La qualification d’antisémitisme, « une confusion volontaire entre le religieux et le politique »

Dans un ouvrage aussi argumenté que rigoureux, l’historien Mark Mazower revient sur l’histoire du mot « antisémitisme » et s’interroge sur l’évolution de son emploi, notamment quand il s’agit d’empêcher toute critique de l’État d’Israël.

Olivier Doubre  • 9 octobre 2025 abonné·es
La qualification d’antisémitisme, « une confusion volontaire entre le religieux et le politique »
Manifestation en Allemagne le 11 novembre 2023. « L’antisionisme n’est pas de l’antisémitisme. »
© Christoph Reichwein / dpa Picture-Alliance / AFP

Antisémitisme. Métamorphoses et controverses, Mark Mazower, traduit de l’anglais par Marc Saint-Upéry, La Découverte, 378 pages, 23,50 euros.

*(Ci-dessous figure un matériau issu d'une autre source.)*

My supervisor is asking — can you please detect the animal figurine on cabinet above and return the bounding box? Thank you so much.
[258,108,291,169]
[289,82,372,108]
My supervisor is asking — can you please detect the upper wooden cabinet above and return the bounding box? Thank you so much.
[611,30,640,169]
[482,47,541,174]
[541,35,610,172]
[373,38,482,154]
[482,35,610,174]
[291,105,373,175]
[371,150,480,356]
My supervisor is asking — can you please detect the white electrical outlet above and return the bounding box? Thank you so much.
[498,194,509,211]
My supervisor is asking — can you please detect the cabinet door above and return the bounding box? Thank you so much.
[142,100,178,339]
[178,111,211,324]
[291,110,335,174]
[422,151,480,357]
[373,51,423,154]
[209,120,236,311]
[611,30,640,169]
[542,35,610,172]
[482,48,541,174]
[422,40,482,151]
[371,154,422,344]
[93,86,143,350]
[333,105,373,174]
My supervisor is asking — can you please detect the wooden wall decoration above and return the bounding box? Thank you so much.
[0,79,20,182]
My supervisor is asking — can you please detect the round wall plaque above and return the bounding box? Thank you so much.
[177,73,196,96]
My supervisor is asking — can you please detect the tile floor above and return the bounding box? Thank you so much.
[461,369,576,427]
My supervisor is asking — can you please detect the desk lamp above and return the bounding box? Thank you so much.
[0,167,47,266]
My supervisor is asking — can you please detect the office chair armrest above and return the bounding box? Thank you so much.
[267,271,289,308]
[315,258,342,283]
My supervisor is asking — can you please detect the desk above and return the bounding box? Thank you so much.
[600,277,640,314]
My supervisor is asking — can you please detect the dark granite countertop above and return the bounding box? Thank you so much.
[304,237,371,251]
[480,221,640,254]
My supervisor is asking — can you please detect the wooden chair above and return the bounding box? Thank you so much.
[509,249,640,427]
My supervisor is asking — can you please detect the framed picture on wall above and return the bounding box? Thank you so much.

Critiquer la politique de l’État ­d’Israël, est-ce antisémite ? L’anti­sionisme est-il forcément de l’antisémitisme ? Comment ce mot, apparu seulement à la fin du XIXe siècle, a-t-il d’abord désigné une réalité qui était « la face cachée de la modernité occidentale », puisque cherchant à « saper le principe d’égalité juridique entre les citoyens », avant que son sens ne commence à se brouiller avec la création de l’État d’Israël et la prise de conscience progressive de la Shoah ? L’historien spécialiste de l’Europe, notamment des XIXe et XXe siècles, Mark Mazower, professeur à l’université new-yorkaise Columbia, analyse le retournement du sens de ce terme et ses usages chargés d’étouffer « en contrebande » toute critique d’Israël.

Vous rappelez qu’après 1948, en Israël, il ne fallait pas trop parler de la Shoah, car il fallait donner l’image d’un peuple en train de construire son pays, avec un « homme nouveau », fort, et non une victime. Mais, alors que ces questions ont longtemps paru distinctes, la mémoire de la Shoah, la lutte contre l’antisémitisme et le soutien à l’État d’Israël se sont étroitement mêlées ces dernières décennies. Comment cette évolution est-elle advenue ?

Mark Mazower : Tout d’abord, cette évolution a été concomitante d’un changement de génération, en Israël et au-delà. Les survivants de la Shoah, notamment ceux qui ont construit l’État d’Israël après la Seconde Guerre mondiale, ont disparu progressivement et, en même temps, l’opinion politique a fortement glissé de la gauche vers la droite, avec une montée importante du Likoud [le parti conservateur israélien, N.D.L.R.].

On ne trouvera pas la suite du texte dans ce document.